Images will be kept as individual file/objects. Most likely Swift will be the most useful of the object stores used, although others may be reasonable.
The key metadata for images will be maintained in a simple database, managed by the Django based Restfull interface. The database will be only updated upon the addition of new images, or the need to update the metadata. Normal operation of the store should not require update of the database. This especially means that the creation of derived images (such as thumnials, and images of intermediate resolution or other image formats will not ential an entry into the database. This allows us to maintain the database in ephemeral local storage as much as possible.
The database must be backed up to reliable persistent storage (again mostly likely a swift object, but others should be possible as well). This backup contitutes the durability step of maintaining database state. An internal commit of a change to the local database state cannot be considered as durable. Snapshots of the local database state to resilient storage are thus an essential part of the semantics of operation.

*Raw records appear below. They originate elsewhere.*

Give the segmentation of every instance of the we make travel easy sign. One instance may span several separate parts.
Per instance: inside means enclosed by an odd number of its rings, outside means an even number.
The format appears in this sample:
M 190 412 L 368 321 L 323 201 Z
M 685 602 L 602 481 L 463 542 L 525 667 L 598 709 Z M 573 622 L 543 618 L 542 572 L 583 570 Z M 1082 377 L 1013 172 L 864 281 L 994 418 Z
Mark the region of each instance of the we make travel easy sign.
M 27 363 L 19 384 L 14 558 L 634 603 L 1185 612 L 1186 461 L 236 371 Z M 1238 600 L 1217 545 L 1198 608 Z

The object store may contain cached versions of the base image. These will typically include thumbnails, and the most common requested image size and formats. Cached images are subject to deletion by the system as needed. The main database will not contain cache image information. The result of this is that cached images will need to be self describing. The proposed mechanism is as follows.
- The name of all versions (including the base) of images will contain a common unique base. Thus all versions of an image are associated.
- The common name will be created from the hash of the base image.
- Derived images will apend the parameters needed to create them from the base image in a simple form.
This will typically be the size and formal. For instance:
xxxx-1024x512.jpg. The grammar for creating the suffix must be unambiguous. - The metadata database will refer to images via the common base name (essentially treating it as a foreign key).
- The store manager interface will be responsible for providing whatever images, in whatever requested formats. Images are requested as (base_ident, size, format). Whether the images needs to be created on demand or supplied from a cached version is only the responsibility of the store manager layer.
Updates to the repository will all be done via a Django Restful interface. However to avoid the expense of forcing a snapshot of the database being created upon each modification, a seperate commit changes operation will be provided. Upon successful completion, we guarentee that the store and database are in sync. We will allow snapshots of the database to be made asynchronosly as well. As an improvemnt to the semantics of the user experiance we may wish to make update sessions to the databse atomic. This means that only when the entire update session has completed do the changes become live, and visible to a general user browsing the repository.
It is possible that failure of the system (particularly part way through an upload of images) may result in the metadata database being out of sync with objects in the store. The store may contain images that are not listed in the database, or the database my contain images that are not visible in the store. A mechanism to bring the two into sync is needed. This will involve nothing more than deleting either the database entry or the stored image so that the store and database become consistent.
It is assumed that the system will be deployed within a Docker Container. This should not make any noticable difference to its design or operation, although, in general, it should be as self contained as reasonably possible, to avoid overly complicating th container deployment. Little more than mapping the aproriate ports and access to Swift (or whatever back end is used) should be needed.